Herdísarvík had a landing for small boats. This was used in special weathers by people from Þórlákshöfn og Selvogur around Strandarkirkja for the transport of goods for the farms in the region.

Around 1900, new constructions were erected for winter fishing. Winter fishing was practiced with rowing boats until the 1920s. The remains of the huts and small walls for fish drying can still be seen around Herdísarvík today.

=== Farming ===
For some centuries, the farm at this place even had a reputation for being rather rich. There was good land down by the sea, but also up in the mountains for sheep pasture. Since the farm was situated on the coast, additional income came from hunting of seabirds and seals, fishing, trout angling in the nearby small lake (today a lagoon), and large quantities of drift wood - which were valuable due to a scarcity of trees.

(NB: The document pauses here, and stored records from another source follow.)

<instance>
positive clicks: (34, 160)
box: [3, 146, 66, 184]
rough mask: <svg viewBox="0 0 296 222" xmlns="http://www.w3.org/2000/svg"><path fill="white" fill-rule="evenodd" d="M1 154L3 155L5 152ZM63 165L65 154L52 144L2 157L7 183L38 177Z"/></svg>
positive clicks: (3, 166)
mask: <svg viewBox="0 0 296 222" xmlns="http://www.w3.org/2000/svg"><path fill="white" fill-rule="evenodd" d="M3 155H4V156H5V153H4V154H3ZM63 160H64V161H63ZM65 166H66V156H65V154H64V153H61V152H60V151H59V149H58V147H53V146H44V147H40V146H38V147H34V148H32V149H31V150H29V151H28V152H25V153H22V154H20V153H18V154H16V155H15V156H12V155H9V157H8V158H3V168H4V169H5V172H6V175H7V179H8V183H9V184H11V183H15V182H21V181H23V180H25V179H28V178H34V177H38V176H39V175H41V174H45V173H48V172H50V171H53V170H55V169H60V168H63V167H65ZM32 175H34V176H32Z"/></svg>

===Einar Benediktsson and Hlín Johnson in Herdísarvík===

Einar Benediktsson (1864-1940), an author and early promoter of the installation of power stations and heavy industry in Iceland, and his wife Hlín Johnson (Jónsdóttir) arrived in 1932 to live here for the last years of Benediktsson's life. He was getting old and preferred the stillness and remoteness of this place to the stressful life in Reykjavík or bigger cities. Benediktsson died in Herdísarvík on January 12th, 1940.

Johnson continued running the farm after the death of Benediktsson. Johnson sold ice from the small lake to fishermen from Iceland and the Faroe Islands. People from Selvogur came often to the area to make hay or get ice in the winter. There was not a phone connection until 1945, neither a road before 1948. Johnson allowed construction of a road against the lava field Ögmundarhraun for transport of sheep and hay to Grindavík.

===University of Iceland===
Today, the land is owned by the Háskóli Íslands (University of Iceland), which received it as a donation from Einar Benediktsson.